Last Updated May 11, 2023
MedpageToday
A photo of a male physician showing his female patient a clipboard, both are wearing N95 masks.

The end of the COVID-19 public health emergency in the U.S. may mark as close to an "end" to the pandemic as one could get, but that doesn't mean the lessons of the last 3 years have been forgotten. 鶹ý reached out to about a dozen clinicians to get their take on the way the pandemic has changed them and their practice -- and which alterations will carry on into the future.

Their responses are below, and some have been lightly edited.

Nina Agrawal, MD, pediatrician based in New York City

As a pediatrician, I have definitely modified my practice. Let me count the ways! Before the patient comes into the room, I wipe down the exam table in between patients. I make sure to have my mask on when I go into the waiting room to call a patient. When the patient is in the room and I'm taking a history from my desk, I try to maintain as much eye contact as possible.

Oftentimes, teens do not wear a mask, I ask them to put one on. When patients have cold symptoms and even nonspecific symptoms, like a headache, I always keep COVID in the back of my mind as a differential diagnosis.

If they are flu-positive or have strep throat, I don't test for COVID as it won't change precautions for staying out of school and it's an extra cost as well as time in waiting for the test result, since we don't have rapid tests in the office. I ask patients to do rapid testing at home. Prior to the pandemic, I don't remember ever asking a patient to do a test at home for an infectious condition.

John Moore, PhD, Weill Cornell Medicine, New York City

I do not intend to change any facet of my personal or professional life as a result of the pandemic. There are, however, some adjustments that are "imposed by external forces," such as the now very common use of Zoom or similar platforms for holding work-related meetings, rather than in-person get-togethers (or phone-only conference calls). That's sometimes a good change (convenience), sometimes not (there can be value in in-person discussions).

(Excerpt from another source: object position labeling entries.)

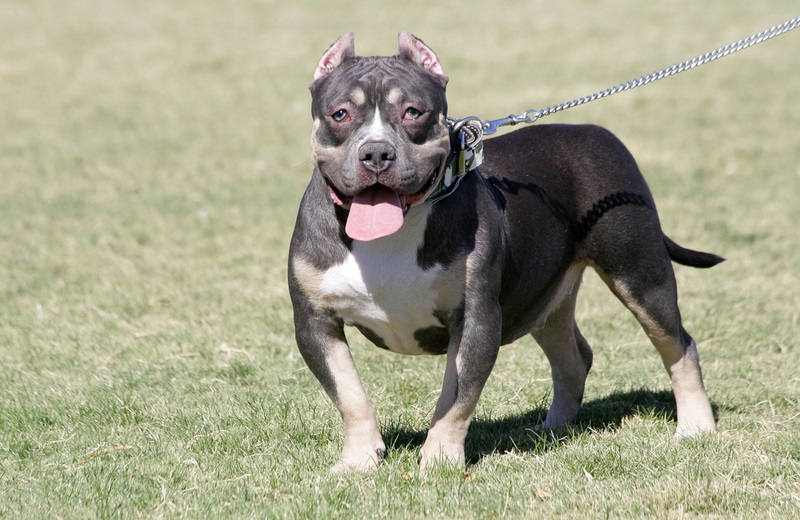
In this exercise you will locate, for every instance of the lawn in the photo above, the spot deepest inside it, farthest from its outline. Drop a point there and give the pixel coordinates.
(152, 158)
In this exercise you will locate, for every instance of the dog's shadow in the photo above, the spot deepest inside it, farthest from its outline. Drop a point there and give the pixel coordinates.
(519, 432)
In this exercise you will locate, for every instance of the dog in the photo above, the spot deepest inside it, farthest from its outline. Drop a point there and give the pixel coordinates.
(382, 244)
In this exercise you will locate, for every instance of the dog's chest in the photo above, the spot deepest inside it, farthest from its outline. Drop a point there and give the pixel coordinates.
(381, 287)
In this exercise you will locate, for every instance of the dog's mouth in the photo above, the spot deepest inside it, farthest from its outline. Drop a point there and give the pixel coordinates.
(378, 211)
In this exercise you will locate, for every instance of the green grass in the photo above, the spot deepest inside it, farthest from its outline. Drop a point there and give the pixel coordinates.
(152, 157)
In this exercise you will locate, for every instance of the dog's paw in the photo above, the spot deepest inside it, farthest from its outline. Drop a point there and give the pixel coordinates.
(695, 430)
(360, 463)
(441, 454)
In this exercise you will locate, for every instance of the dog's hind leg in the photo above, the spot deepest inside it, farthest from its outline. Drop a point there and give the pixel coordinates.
(650, 293)
(570, 359)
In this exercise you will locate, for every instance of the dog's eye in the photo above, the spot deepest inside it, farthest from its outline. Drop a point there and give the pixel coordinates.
(341, 116)
(411, 113)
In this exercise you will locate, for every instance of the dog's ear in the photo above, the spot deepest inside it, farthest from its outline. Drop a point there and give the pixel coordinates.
(415, 49)
(341, 50)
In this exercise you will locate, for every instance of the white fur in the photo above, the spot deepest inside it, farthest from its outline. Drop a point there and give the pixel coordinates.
(381, 286)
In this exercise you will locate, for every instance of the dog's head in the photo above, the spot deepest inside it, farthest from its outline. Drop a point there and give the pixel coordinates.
(380, 136)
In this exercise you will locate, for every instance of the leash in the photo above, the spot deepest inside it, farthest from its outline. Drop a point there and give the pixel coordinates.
(531, 115)
(467, 133)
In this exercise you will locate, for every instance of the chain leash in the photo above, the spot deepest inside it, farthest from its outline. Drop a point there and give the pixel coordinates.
(531, 115)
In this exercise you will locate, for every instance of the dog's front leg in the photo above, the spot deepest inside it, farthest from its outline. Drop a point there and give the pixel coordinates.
(323, 345)
(470, 358)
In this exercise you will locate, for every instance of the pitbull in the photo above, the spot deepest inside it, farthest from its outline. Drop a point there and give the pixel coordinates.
(378, 246)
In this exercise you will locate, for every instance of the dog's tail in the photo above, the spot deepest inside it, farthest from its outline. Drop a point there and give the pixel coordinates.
(689, 257)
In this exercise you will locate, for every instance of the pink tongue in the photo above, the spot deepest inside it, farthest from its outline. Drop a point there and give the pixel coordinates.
(376, 212)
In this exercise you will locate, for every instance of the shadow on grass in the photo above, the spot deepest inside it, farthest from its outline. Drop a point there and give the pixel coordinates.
(519, 433)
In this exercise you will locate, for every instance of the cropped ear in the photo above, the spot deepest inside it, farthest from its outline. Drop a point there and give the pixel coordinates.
(415, 49)
(340, 51)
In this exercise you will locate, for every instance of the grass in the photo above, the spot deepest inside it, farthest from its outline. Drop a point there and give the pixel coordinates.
(152, 157)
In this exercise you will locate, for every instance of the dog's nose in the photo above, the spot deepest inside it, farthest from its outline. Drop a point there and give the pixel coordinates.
(377, 156)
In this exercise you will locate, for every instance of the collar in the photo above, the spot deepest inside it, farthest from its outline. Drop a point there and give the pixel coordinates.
(466, 154)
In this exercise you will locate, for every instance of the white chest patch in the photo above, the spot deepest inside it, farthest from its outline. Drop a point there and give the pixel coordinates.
(380, 286)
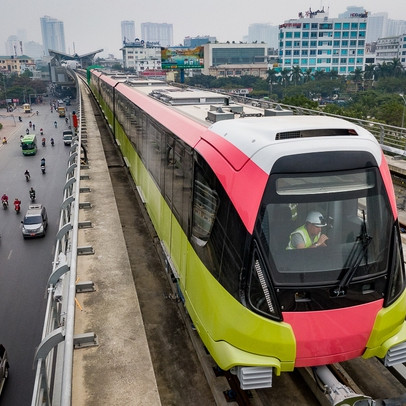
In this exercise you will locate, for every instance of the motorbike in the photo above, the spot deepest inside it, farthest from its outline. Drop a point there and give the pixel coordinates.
(17, 206)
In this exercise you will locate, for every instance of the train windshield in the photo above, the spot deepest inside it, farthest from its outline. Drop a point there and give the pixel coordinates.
(323, 228)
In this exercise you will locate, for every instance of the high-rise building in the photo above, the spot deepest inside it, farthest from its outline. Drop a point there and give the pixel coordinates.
(14, 46)
(154, 32)
(265, 33)
(53, 35)
(376, 26)
(127, 31)
(314, 41)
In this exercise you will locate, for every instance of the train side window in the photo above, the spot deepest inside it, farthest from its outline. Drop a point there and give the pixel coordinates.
(205, 205)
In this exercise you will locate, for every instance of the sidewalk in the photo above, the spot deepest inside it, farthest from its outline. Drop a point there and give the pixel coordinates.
(119, 370)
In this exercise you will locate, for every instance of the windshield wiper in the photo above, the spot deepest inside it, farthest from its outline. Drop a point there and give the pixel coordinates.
(358, 252)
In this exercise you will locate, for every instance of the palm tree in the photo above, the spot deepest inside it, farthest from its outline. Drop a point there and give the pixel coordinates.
(285, 73)
(296, 74)
(396, 67)
(369, 72)
(271, 79)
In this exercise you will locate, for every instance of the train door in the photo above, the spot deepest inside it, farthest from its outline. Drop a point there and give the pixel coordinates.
(178, 175)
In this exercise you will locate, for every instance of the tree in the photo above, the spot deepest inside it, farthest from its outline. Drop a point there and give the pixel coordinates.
(285, 73)
(308, 75)
(296, 75)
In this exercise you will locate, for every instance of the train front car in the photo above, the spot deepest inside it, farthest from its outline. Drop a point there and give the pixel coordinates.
(320, 302)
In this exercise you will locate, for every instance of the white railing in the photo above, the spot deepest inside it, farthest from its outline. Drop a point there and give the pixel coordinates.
(54, 356)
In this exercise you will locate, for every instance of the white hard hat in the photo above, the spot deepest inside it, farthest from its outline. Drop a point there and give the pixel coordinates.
(316, 218)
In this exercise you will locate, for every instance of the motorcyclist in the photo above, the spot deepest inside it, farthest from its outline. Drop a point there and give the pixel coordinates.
(17, 204)
(4, 198)
(32, 193)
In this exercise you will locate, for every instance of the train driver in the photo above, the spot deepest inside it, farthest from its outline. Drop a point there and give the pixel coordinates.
(309, 234)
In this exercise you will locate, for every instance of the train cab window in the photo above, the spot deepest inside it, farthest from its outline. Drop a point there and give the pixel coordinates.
(357, 221)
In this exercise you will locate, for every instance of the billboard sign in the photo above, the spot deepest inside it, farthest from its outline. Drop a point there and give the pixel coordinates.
(182, 58)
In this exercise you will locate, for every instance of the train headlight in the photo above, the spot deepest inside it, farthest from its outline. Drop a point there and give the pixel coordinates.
(260, 291)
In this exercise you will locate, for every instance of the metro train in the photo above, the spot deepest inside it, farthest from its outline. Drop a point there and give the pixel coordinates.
(227, 186)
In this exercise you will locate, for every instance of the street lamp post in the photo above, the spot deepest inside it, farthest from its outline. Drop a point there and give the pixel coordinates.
(404, 108)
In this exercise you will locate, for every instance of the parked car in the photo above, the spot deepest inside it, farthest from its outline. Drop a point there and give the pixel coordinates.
(35, 222)
(4, 366)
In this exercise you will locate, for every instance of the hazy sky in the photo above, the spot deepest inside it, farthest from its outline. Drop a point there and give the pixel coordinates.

On a more philosophical level, the spread of disinformation/misinformation and outright lies during the pandemic has greatly annoyed and disturbed me, although it's not altered how I conduct my life in a direct way.

Leana Wen, MD, George Washington University, Washington, D.C.

COVID-19 has made both clinicians and patients much more aware of the impact of infectious diseases.

Those more vulnerable to severe illness are continuing mitigation measures, which were not common before the pandemic, even for higher-risk individuals. Now, I routinely advise patients with immunocompromise or who are elderly with serious underlying medical conditions to take precautions, such as continuing to mask while in indoor crowded settings. That protects them not only against COVID, but also against other infections that could result in them being hospitalized.

The pandemic has also made telemedicine much more of a regular part of medical practice, especially for treatment of behavioral health conditions. And I also think that it was shown how social determinants of health, like housing, food access, and geography, can affect health outcomes. I hope that this will translate into tangible change in how medicine is practiced on a systemic level.

Robert Wachter, MD, University of California San Francisco

Our hospital is still requiring that clinicians wear masks in patient-care areas. I'm not sure how long that will last, but it seems reasonable to me. Patients are not required to mask, and most do not.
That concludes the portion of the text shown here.